OCDE : Vers une bonne gouvernance

L’Organisation de coopération et de développement économique (OCDE) concentre désormais son action sur la bonne gouvernance. Précisément, le groupe de travail de OCDE s’intéresse au thème de la gouvernance de l’entreprise dans la région du Moyen-Orient et de l’Afrique du Nord (MENA). En fait, une rencontre a eu lieu à Rabat jeudi dernier où ce groupe de travail a appelé à l’accélération des réformes dans les pays de la région en faveur de la bonne gouvernance.
Parmi les points adoptés par les participants, il y a en premier lieu des démarches politiques transparentes.
Par ailleurs, ils ont invité les gouvernements « à adopter des politiques ouvertes et transparentes, à encourager les agences de promotion d’investissement ainsi que les associations professionnelles, à mettre en place des mesures incitatives pour encourager les investisseurs, à promouvoir des politiques à même de développer et le secteur financier et les entreprises et à consolider la bonne gouvernance des entreprises ».
En fait, les participants se sont penchés, durant deux jours, sur le développement positif réalisé en matière de la bonne gouvernance dans la région MENA ainsi  que sur les défis auxquels la région fait face.
Dans ce sens, il faut noter que ce programme de bonne gouvernance s’inscrit dans le cadre d’une initiative globale. Il s’agit là de l’Initiative MENA-OCDE sur la gouvernance et l’investissement à  l’appui du développement qui porte sur les moyens d’accroître l’investissement.

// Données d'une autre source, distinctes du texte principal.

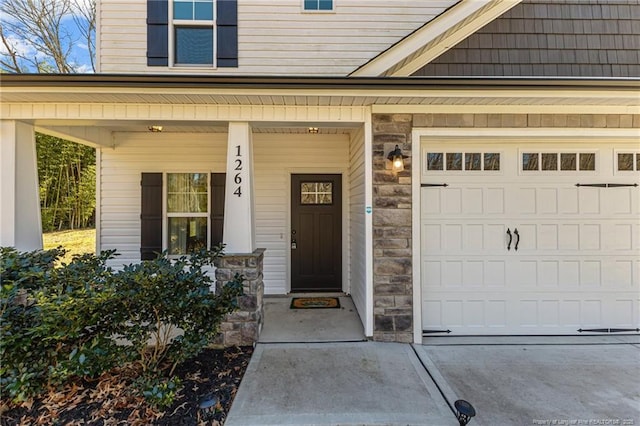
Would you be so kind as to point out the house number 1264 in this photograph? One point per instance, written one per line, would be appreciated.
(237, 179)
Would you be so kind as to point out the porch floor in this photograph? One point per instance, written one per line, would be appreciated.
(285, 325)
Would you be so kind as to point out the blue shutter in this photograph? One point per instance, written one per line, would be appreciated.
(151, 216)
(227, 33)
(157, 33)
(218, 181)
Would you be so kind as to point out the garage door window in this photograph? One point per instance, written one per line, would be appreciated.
(463, 161)
(628, 161)
(558, 161)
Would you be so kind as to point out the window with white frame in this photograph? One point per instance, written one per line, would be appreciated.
(187, 210)
(627, 161)
(193, 29)
(318, 5)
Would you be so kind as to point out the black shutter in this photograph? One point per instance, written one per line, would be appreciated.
(217, 207)
(157, 33)
(227, 33)
(151, 216)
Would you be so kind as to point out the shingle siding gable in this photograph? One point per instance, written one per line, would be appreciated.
(550, 38)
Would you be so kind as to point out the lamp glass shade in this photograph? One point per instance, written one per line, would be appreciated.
(397, 163)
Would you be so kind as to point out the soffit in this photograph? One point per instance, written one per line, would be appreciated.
(314, 92)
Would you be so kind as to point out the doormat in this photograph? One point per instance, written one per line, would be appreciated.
(315, 302)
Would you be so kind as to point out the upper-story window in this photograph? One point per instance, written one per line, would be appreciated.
(311, 5)
(193, 32)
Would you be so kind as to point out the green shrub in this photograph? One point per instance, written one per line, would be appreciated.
(61, 323)
(52, 321)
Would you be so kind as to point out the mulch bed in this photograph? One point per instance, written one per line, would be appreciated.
(109, 400)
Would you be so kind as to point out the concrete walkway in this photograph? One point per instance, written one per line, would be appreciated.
(510, 381)
(593, 380)
(285, 325)
(362, 383)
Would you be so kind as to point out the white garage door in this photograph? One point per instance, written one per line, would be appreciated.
(530, 239)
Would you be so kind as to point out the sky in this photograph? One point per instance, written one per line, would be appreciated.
(78, 58)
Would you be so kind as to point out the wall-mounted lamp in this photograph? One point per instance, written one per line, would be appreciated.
(396, 159)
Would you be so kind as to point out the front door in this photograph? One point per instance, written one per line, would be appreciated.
(316, 233)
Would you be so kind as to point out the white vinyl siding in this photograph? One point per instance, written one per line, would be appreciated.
(276, 37)
(276, 156)
(357, 228)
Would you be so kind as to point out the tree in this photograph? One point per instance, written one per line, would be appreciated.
(40, 35)
(67, 174)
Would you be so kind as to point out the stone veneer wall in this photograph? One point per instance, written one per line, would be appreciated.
(392, 253)
(392, 266)
(242, 327)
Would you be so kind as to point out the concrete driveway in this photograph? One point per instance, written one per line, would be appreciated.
(547, 381)
(555, 381)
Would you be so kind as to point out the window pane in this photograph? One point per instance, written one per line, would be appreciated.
(204, 11)
(187, 234)
(316, 193)
(625, 162)
(454, 161)
(587, 161)
(550, 161)
(187, 193)
(194, 45)
(325, 5)
(310, 4)
(492, 161)
(567, 161)
(434, 161)
(530, 161)
(472, 161)
(182, 10)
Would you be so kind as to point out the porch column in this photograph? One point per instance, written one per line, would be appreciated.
(239, 227)
(20, 224)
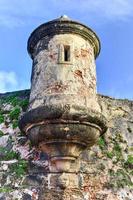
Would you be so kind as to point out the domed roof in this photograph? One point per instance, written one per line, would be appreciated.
(63, 25)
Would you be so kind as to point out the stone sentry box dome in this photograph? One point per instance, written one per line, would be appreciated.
(64, 117)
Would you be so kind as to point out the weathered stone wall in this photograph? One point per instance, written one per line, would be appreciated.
(106, 170)
(55, 81)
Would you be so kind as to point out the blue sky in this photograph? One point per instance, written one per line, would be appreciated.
(112, 20)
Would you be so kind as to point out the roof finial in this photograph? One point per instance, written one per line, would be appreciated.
(64, 17)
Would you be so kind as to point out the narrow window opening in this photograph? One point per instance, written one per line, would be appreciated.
(66, 53)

L’initiative MENA-OCDE vise également à attirer les investisseurs étrangers vers la région, et ce à travers le développement des domaines de la fiscalité, la gouvernance d’entreprise, la promotion des investissements ainsi que la transparence des mesures d’investissement.
L’OCDE regroupe 30 pays membres, tous attachés à la démocratie et l’économie de marché : «ses relations de travail avec plus de 70 autres pays, des ONG et la société civile lui confèrent une envergure mondiale. Renommée pour ses publications et ses statistiques, ses travaux couvrent tout le champ économique et social, de la macroéconomie aux échanges, à l’enseignement, au développement, et à la science et à l’innovation ». « Elle  joue un rôle phare en favorisant la bonne gouvernance des secteurs public et privé.
Grâce à sa surveillance structurelle, elle permet aux gouvernements de maintenir compétitifs les secteurs économiques clefs. Par son travail sur les questions émergentes et en identifiant les politiques qui marchent, elle permet aux décideurs d’adopter des orientations stratégiques. Elle est également renommée pour ses études par pays», relève-t-on dans le site Internet de cette organisation.